Denmark is a socially progressive, tiny county in Scandinavia, Europe. It is famously known as the happiest country to live in, and the high taxes enable the inhabitants to have access to healthcare, education, financial support and opportunity for all. There is an approach where the collective is more important than the individualist, and so the sense of community is embraced. Innovation and investment in public space with the city is an example of this collectivity, as well as the progressive and inclusive lifestyles of collective living. Veldacademie chose to visit Copenhagen as we were intrigued by this approach to city life and the value it places in its inhabitants; valuing social inclusivity, design innovation and efficiency. Our three graduates wrote a blog about our excursion, from their own field of interest.
Sydhavnen or South Harbour is the southernmost part of the waterfront and one of the new and an upcoming residential neighbourhood in Copenhagen. South Harbour has seen significant changes in the past years by urban renewal. With a demand for housing for young urban professionals increasing, a former industrial area with warehouses and car junkyards was transformed into an attractive residential area in the early 2000s. On the first day our visit, we experienced the neighbourhood by biking through these housing projects, and we also visited the local recycling centre supporting the circular economy of the neighbourhood and the city.
House in the harbour
We set off to visit one of the housing complexes in South Harbour. Upon arriving to the area of South Harbour, we pass by a large power station with three tall chimneys, Ørsted Power Station. This massive industrial building reminds us that we are entering a former industrial area with completely different typologies to the city centre. After passing by many large commercial headquarters buildings, we arrive at the housing complex, House in the harbour designed by Vandkunsten Architects from 2003 to 2008. This housing is a combination of social housing and owner-occupied apartments, unique for its design of space interacting with water. At first, the building seems to be just a mundane apartment complex, but as you explore the courtyards and the pilotis spaces that interact with the water, the housing complex starts to look like a special space in South Harbour. According to Vandkunsten Architects, the housing complex was designed with the intention of creating a humanist scale and an interaction with water in an area dominated by large office buildings that lack both. Sadly, our visit coincided with colder weather, and there weren’t any residents using the pilotis spaces and the wooden decks to interact with the water. I can visualise how the spaces can be enjoyed during warmer weather.
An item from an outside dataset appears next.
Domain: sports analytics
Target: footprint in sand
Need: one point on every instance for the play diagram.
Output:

Sluseholmen Canal District
On the way to the recycling centre, we stop by the Sluseholmen Canal District to have a coffee break. Arriving to the bridge on the canal and looking at the residences by the canal-side, it reminds me a lot to Amsterdam. This is only natural since the general concept of the area is inspired from artificial island residential development in Amsterdam. Sluseholmen Canal District was also developed as a part of urban renewal project in South Harbour in the early 2000s, designed by the Danish firm Arkitema and the Dutch firm Sjoerd Soeters. It is a strange feeling to be reminded of Amsterdam so much in Copenhagen. Shortly, we enter a café by the canal, lively with people. Overall, this area seemsto be the more bustling side of the South Harbour residential area than where House in the harbour was.
We arrive to the Sydhavn Genbrugscenter (translated to South Harbour Recycling Centre), where they are holding a workshop about the centre and circularity in South Harbour when we arrive. The building is located in still an industrial part of the South Harbour with many car garages. Surrounded by warehouses, the recycling centre has a very different typology with a glass façade and a green roof accessible by the hill-shaped form of the building. This centre is very new, and only been open from this year in May. There is a social/educational side and an industrial side to this recycling centre. The part of the building with the glass façade is the social and educational side, where the centre sells materials and furniture that are reusable and workshops held regularly. The other side of the building is where recyclable or upcyclable trash is sorted into more than 500 categories. The trash comes from all over Copenhagen, but individuals can also come to drop-off reusable and recyclable things to the centre directly. Entering the centre, there are many people gathered to participate in the workshop. There are different booths in the room, each with a person explaining about their project regarding recycling and circularity, some with games, other with food. We join the workshop taking place in the booths, one of which for example is about creating a community based on local energy production. Local Energy Community is an idea of involving citizens in renewable energy projects. Currently in South Harbour, there is an initiative to create this local energy community with a social housing organization. We also hear from Øystein Leonardsen and Michael Søgaard Jørgensen about Community-Based Living Lab in South Harbour. Living labs are where local businesses, residents, local authorities and researchers from nearby university, Aalborg University are working together to experiment with and develop new business opportunities, more sustainable energy systems and social initiatives. It is much similar to what Veldacademie is doing in Rotterdam.